Position specifying means for specifying the current position of the user by referring to the position information stored in the position information storage means; and position notifying means for notifying the user of the current position specified by the position specifying means. A mobile terminal of a position confirmation guidance system, comprising: 3. An ID received by said ID data receiving means.
3. The mobile terminal according to claim 2, further comprising a radio field intensity measurement unit that measures a radio field intensity of the data. 4. The position specifying means, when the ID data receiving means receives a plurality of ID data, the position information stored in the position information storing means from the ID in the ID data having the highest reception intensity. The mobile terminal according to claim 3, wherein the current position of the user is specified by referring to the current position. 5. When the ID data receiving means receives a plurality of ID data, the position specifying means refers to the position information stored in the position information storage means based on the ID in each ID data. 4. The portable terminal according to claim 3, wherein a position of the communication device that has transmitted the ID data is obtained, and a current position of the user is specified based on a relationship between the communication strength of the plurality of ID data and the position of the communication device. . 6. The position specifying means transmits an ID in the ID data received by the ID receiving means and a reception intensity of the ID data to a computer center using a communication infrastructure of the automatic meter reading system. 6. The mobile terminal according to claim 5, wherein a current position of the user is specified based on a response from the center. 7. The apparatus according to claim 3, wherein the position notifying unit notifies the radio wave intensity of the ID data from the communication device at the destination of the user together with the current position.
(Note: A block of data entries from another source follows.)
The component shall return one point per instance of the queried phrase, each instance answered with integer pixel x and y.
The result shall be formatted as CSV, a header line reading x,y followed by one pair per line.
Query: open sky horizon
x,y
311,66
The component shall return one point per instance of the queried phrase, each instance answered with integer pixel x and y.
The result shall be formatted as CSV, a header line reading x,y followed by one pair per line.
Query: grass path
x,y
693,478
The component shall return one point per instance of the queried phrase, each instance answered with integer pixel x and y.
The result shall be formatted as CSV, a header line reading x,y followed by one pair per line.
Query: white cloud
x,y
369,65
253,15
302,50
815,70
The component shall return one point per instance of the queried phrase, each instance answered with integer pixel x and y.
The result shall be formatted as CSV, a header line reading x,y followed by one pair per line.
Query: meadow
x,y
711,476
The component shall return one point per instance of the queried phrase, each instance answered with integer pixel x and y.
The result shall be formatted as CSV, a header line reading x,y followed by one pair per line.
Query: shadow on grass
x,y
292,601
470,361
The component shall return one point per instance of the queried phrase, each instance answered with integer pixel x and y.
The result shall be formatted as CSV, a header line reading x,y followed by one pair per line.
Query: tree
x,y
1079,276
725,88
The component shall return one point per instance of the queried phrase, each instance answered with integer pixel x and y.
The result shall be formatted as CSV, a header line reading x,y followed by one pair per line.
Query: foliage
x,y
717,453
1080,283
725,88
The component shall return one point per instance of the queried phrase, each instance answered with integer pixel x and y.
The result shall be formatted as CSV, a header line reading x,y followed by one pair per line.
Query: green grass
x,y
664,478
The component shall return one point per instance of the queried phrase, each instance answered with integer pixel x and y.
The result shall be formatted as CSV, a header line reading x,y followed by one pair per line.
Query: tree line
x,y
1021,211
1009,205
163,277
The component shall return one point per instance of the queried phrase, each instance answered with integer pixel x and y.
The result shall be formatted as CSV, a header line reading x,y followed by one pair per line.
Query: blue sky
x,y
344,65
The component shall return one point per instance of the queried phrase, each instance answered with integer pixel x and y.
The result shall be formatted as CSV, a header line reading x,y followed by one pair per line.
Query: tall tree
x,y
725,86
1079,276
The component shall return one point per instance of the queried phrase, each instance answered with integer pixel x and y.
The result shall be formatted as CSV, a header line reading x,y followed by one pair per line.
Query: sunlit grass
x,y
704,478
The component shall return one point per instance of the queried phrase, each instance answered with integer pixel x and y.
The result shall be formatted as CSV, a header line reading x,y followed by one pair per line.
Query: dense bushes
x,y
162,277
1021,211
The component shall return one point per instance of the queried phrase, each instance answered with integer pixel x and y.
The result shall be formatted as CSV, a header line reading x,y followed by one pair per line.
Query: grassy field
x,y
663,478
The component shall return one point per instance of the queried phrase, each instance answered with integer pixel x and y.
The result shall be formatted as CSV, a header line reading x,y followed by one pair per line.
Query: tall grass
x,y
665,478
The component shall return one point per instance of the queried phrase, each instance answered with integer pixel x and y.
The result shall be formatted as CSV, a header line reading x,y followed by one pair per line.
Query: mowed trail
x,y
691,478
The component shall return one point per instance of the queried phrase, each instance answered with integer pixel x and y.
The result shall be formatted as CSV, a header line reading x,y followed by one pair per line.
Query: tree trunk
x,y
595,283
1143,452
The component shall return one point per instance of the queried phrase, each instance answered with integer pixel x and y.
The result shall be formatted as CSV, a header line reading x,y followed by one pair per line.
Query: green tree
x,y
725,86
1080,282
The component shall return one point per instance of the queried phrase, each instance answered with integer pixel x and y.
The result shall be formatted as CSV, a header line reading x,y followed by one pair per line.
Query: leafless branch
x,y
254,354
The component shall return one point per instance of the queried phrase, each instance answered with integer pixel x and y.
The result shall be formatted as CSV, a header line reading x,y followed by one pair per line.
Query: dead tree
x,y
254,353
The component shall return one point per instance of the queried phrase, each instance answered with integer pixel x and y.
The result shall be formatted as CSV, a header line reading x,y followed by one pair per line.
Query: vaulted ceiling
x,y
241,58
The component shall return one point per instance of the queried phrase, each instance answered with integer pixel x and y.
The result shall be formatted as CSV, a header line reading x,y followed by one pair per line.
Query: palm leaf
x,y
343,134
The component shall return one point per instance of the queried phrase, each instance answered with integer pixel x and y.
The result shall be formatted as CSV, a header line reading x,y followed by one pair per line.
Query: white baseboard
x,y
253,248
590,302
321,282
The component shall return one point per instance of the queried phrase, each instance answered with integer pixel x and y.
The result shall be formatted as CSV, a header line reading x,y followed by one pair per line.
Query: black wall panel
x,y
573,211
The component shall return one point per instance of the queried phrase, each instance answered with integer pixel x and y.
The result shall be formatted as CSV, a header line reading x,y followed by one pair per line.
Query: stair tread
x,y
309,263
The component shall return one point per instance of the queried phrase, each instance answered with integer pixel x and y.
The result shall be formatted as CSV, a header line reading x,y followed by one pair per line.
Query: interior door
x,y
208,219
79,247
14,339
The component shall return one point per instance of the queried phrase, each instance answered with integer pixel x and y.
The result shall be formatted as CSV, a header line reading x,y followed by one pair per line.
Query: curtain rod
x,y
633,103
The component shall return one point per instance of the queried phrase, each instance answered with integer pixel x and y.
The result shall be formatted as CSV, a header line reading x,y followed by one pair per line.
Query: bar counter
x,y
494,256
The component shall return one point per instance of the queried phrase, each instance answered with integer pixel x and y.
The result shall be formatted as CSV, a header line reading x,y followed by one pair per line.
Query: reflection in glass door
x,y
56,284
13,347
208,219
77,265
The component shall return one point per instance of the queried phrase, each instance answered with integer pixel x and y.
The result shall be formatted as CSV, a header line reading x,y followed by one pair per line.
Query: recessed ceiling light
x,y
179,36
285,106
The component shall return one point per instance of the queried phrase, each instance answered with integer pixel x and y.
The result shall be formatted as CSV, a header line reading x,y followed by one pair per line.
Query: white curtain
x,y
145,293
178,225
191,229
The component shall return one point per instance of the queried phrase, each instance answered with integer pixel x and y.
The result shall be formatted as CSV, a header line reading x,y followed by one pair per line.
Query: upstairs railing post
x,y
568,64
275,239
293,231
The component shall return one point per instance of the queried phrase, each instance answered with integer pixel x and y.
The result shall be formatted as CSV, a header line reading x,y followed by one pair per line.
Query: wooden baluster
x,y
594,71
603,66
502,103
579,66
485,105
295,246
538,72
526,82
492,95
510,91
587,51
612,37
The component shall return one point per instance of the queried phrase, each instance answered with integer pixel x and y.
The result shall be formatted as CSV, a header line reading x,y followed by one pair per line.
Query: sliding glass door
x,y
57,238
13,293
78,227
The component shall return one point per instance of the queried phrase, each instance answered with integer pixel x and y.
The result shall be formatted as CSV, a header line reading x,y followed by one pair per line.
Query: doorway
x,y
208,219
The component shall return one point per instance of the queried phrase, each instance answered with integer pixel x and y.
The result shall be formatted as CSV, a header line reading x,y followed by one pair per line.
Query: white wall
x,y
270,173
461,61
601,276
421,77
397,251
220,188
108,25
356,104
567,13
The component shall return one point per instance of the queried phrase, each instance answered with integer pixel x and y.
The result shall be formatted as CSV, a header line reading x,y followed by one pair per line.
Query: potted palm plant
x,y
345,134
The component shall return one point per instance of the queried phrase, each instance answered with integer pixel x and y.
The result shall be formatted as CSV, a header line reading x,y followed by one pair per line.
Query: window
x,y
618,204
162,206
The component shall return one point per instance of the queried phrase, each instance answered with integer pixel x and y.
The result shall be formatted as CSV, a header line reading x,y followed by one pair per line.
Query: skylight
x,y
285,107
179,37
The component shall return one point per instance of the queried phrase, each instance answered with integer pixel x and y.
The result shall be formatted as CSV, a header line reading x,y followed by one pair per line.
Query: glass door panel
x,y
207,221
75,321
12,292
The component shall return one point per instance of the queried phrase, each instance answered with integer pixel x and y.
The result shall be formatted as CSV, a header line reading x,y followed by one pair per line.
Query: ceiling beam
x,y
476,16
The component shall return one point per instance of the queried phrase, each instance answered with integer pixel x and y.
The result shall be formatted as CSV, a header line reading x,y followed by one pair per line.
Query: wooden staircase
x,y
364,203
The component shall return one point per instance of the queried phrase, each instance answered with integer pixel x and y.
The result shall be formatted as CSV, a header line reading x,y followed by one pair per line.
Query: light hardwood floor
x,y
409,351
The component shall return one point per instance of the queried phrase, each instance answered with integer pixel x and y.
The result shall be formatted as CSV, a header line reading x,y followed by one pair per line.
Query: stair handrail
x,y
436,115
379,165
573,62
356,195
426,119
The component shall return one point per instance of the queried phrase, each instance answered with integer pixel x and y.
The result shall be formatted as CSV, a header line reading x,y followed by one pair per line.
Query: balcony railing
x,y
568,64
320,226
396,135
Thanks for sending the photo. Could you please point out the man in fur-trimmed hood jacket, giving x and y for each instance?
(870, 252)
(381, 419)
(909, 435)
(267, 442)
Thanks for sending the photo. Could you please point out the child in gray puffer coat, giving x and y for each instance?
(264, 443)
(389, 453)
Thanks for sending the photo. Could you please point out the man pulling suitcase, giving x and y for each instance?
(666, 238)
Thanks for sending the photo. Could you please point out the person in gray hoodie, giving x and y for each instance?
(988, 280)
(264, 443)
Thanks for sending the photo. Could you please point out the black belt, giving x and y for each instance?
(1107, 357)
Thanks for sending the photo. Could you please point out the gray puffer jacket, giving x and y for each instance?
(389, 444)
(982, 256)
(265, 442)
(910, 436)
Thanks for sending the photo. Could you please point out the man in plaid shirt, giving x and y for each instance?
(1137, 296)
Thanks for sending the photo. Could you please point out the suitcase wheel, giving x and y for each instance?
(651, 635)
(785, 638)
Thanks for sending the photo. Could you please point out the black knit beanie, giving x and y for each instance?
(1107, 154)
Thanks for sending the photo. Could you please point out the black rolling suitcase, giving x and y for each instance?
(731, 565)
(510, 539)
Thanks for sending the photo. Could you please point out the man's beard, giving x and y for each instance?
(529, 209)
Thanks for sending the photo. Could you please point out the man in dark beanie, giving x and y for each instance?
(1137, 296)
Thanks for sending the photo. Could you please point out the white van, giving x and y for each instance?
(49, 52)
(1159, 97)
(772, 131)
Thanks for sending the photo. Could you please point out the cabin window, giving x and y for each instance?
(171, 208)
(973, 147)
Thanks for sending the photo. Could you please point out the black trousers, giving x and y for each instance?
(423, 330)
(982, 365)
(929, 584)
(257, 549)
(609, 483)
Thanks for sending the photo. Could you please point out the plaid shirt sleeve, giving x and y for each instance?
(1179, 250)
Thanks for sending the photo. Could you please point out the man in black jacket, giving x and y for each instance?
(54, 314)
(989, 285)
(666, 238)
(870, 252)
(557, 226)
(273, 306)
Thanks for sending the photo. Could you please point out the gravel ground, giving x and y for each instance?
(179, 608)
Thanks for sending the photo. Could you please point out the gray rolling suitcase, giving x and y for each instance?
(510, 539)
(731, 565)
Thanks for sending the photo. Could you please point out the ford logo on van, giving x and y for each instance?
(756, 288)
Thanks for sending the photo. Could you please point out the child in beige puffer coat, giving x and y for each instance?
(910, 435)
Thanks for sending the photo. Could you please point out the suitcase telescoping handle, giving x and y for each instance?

7. The mobile terminal according to any one of claims 6 to 6. 8. An apparatus according to claim 1, further comprising an ID storage means for storing the reception intensity of the received ID data and an ID included in the ID data at regular intervals, wherein the position specifying means stores the reception strength in the ID storage means. The mobile terminal according to any one of claims 3 to 7, wherein a position and a traveling direction of the user are obtained from a plurality of IDs and a radio wave intensity. 9. The apparatus further comprises map information storage means for storing map information, wherein the position notifying means displays the map information,
The mobile terminal according to any one of claims 2 to 8, wherein the user is notified by indicating a current location on the displayed map. 10. The apparatus according to claim 2, wherein the position notifying unit notifies the user of a current position by voice.
9. The mobile terminal according to claim 1. 11. The apparatus according to claim 2, further comprising: an azimuth detecting means for detecting an azimuth from geomagnetism, wherein said position notifying means notifies a current position based on the azimuth detected by said azimuth detecting means. The mobile terminal according to any one of claims 10 to 13.